Entonces Pipo dijo a los oficiales:

—No podemos esperar más. Hay que sacar a Candi de las garras de ese canalla —y alzó el palo de roble, que empezó a refulgir emitiendo destellos…

Pero entonces oyeron a Candi, hablando con voz de falsete.

—Dice vuestro jefe Grol que traigáis a mi tía y mis doncellas para que me ayuden a vestirme.

El palo dejó de resplandecer, y Pipo se apoyó nuevamente en él como si fuera un bastón, retornando a su papel de vieja cascarrabias. Se abrió la puerta del camarote en que estaban encerrados. Un grupo de yakis los escoltó hasta el camarote del capitán. Uno de ellos alargó la mano hacia una de las doncellas con la intención de propasarse.

—Grol estará encantado de saber que sus hombres catan el botín antes de que lo haya hecho él —comentó ásperamente Pipo. El yaki retiró la mano como si le hubieran pegado un latigazo en ella.

Entraron en el camarote. Grol parecía dormir plácidamente sobre la cama del capitán. Candi estaba en la esquina opuesta, temblando.

—No llegó a tocarme —dijo, mostrándoles un puñal que siempre llevaba consigo: estaba manchado de sangre.

Al cabo de un rato, la cabecita de Griseida asomó por la puerta del camarote.

—Dice vuestro jefe Grol que hagáis llamar a los capitanes de las naves, pues quiere reunirse inmediatamente con ellos.

—¿Acaso no tiene boca para decírnoslo él? —replicó uno de los yakis con la mosca detrás de la oreja. Al momento se oyó en el interior del camarote el clopclop enfurecido de unos cascos.
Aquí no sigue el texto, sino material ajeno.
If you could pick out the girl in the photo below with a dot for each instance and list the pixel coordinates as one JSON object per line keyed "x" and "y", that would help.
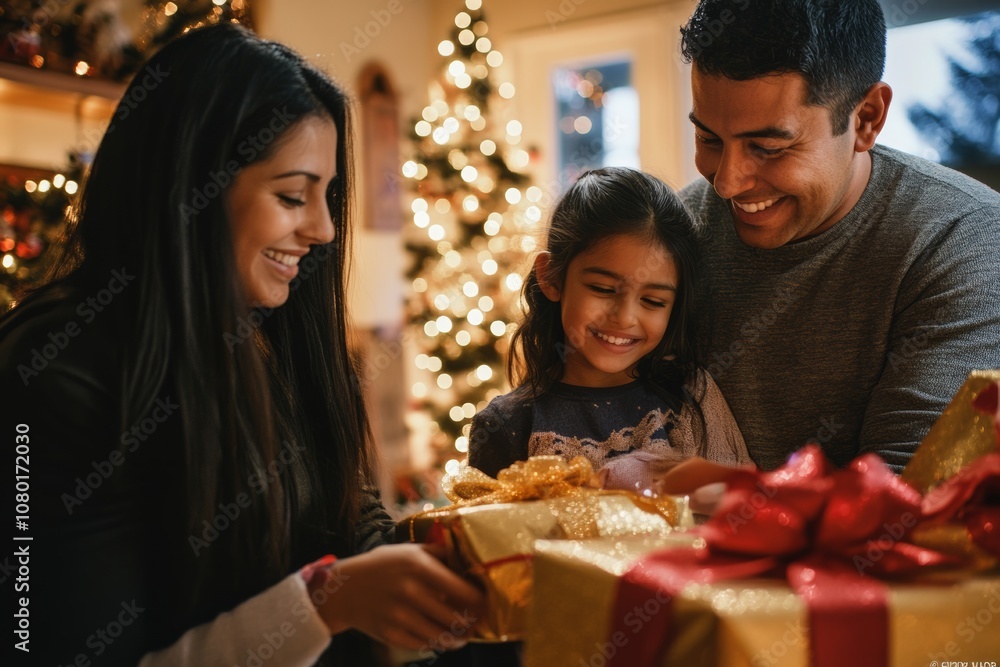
{"x": 195, "y": 437}
{"x": 606, "y": 359}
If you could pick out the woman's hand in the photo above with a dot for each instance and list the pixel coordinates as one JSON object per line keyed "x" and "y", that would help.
{"x": 400, "y": 594}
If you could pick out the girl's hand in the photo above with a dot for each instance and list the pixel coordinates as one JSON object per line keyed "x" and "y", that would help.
{"x": 400, "y": 594}
{"x": 702, "y": 480}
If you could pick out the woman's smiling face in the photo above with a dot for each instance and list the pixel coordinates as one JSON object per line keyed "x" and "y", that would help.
{"x": 278, "y": 210}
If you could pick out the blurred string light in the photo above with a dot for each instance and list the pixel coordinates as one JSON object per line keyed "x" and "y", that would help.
{"x": 473, "y": 212}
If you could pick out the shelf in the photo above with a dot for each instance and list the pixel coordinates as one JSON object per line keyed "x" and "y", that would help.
{"x": 58, "y": 81}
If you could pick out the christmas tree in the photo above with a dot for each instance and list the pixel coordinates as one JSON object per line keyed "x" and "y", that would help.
{"x": 966, "y": 131}
{"x": 90, "y": 38}
{"x": 34, "y": 213}
{"x": 84, "y": 39}
{"x": 475, "y": 221}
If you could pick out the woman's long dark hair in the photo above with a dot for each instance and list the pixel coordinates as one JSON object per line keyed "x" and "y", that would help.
{"x": 251, "y": 383}
{"x": 613, "y": 201}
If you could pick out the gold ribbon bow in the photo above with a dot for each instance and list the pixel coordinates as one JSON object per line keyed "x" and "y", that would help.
{"x": 538, "y": 478}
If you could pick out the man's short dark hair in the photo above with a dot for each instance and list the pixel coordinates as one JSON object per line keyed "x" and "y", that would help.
{"x": 837, "y": 46}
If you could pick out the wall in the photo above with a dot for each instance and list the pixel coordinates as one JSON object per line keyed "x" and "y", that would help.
{"x": 536, "y": 37}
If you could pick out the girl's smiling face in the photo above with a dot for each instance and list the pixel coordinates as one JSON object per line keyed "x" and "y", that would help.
{"x": 278, "y": 210}
{"x": 615, "y": 305}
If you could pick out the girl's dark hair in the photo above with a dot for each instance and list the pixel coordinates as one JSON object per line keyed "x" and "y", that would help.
{"x": 252, "y": 384}
{"x": 613, "y": 201}
{"x": 837, "y": 46}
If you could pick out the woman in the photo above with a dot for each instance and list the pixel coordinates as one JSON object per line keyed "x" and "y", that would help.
{"x": 184, "y": 388}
—¡¿Cómo te atreves, gusano?! —el yaki dio un respingo.

—Perdona, Grol. Tus deseos son órdenes —y salió pitando en busca de los oficiales yakis. Dentro del camarote, Pipo y sus compañeros respiraron aliviados: Pipo había imitado la voz de Grol lo suficientemente bien, mientras los oficiales golpeaban el suelo con los cascos del fenecido Grol.

—Ah, por cierto —concluyó la adorable Griseida, antes de desaparecer tras la puerta del camarote —Grol me ha dicho también que podéis emborracharos. Pero —y apuntó con el dedo a los yakis presentes— que no se os ocurra tocarle un pelo a nadie de mi séquito.
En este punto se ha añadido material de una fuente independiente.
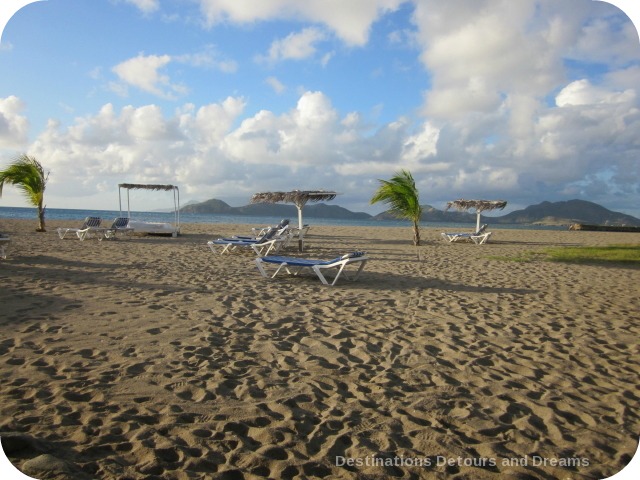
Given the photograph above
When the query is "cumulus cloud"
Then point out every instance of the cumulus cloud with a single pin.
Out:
(144, 72)
(351, 21)
(276, 84)
(14, 126)
(146, 6)
(296, 46)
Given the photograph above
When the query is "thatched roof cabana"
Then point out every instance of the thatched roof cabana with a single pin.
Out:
(156, 188)
(298, 197)
(478, 205)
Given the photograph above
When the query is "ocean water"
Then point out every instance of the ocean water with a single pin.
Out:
(77, 215)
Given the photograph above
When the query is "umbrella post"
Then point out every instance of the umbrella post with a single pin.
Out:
(300, 230)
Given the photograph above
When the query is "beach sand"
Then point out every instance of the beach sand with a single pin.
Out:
(151, 357)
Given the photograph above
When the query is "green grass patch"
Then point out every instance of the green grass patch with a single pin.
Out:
(623, 254)
(627, 254)
(522, 258)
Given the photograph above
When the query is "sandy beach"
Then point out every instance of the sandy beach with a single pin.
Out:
(152, 357)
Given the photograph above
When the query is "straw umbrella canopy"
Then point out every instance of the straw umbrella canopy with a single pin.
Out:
(479, 206)
(298, 197)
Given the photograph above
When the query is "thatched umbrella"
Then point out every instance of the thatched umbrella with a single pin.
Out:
(299, 198)
(478, 205)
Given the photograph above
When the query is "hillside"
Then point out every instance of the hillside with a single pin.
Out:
(565, 213)
(545, 213)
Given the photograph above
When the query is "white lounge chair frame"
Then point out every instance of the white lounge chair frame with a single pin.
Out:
(4, 243)
(119, 225)
(269, 243)
(479, 237)
(89, 222)
(293, 265)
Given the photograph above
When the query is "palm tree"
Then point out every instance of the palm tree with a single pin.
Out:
(401, 194)
(28, 175)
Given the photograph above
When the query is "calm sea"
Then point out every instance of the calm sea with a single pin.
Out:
(76, 216)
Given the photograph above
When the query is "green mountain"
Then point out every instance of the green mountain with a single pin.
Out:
(569, 212)
(545, 213)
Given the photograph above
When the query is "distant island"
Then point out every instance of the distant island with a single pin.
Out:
(546, 213)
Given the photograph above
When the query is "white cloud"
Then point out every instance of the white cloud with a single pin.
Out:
(146, 6)
(296, 46)
(14, 126)
(276, 84)
(208, 58)
(143, 72)
(350, 20)
(582, 92)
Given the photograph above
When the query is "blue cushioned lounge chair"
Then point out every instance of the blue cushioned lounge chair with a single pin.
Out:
(293, 265)
(89, 222)
(479, 237)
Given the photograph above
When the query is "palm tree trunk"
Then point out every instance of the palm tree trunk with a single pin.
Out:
(41, 212)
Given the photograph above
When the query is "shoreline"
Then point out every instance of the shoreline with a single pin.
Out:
(151, 356)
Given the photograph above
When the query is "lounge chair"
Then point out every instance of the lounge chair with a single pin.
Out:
(260, 231)
(280, 229)
(89, 222)
(479, 237)
(4, 243)
(119, 225)
(297, 264)
(268, 243)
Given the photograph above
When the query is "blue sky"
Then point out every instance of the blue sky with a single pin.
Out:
(522, 100)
Los capitanes, en efecto, fueron a reunirse con Grol; pues, nada más llegar y atravesar la puerta del camarote, se encontraron, como aquél, durmiendo el sueño eterno. El resto de los yakis se dedicó a beber del modo en que acostumbraban a hacerlo; es decir, sin ninguna medida. De manera que al cabo de un tiempo la mitad de ellos se había hundido en el más profundo de los sueños —gracias al narcótico puesto en el vino por los soldados—. Los restantes yakis, borrachos perdidos, apenas tuvieron tiempo de reaccionar cuando Pipo, los oficiales y los soldados entraron en acción.

Los pocos yakis que sobrevivieron regresaron a sus tierras con el rabo entre las piernas. Cuando Argh, el rey de los yakis, se enteró por ellos de lo ocurrido, los mandó desollar vivos: “Por ineptos o por cobardes, o por las dos cosas a la vez —razonó—. Ya que no pudieron vencer en combate, deberían haber perecido en él.” Además, juró vengar algún día la afrenta infligida por Pipo —pues Grol era sobrino carnal de Argh.

Y así acabó el abordaje de los yakis.

La travesía siguió su curso, hasta que un buen día Candi anunció:

—¡Abraláin a la vista! —y todos, tanto pasajeros como tripulantes, se asomaron a mirar: pues Abraláin era el planeta fronterizo en que residían Amaniel y los caballeros de la orden de la Esperanza. Al fin llegaban al término de su viaje.

—¡Aoooum! —bostezó el viejo— Y nosotros hemos llegado al término de nuestro cuento… —caritas alarmadas de los peques— …por hoy —respiros de alivio—. Mañana seguiremos.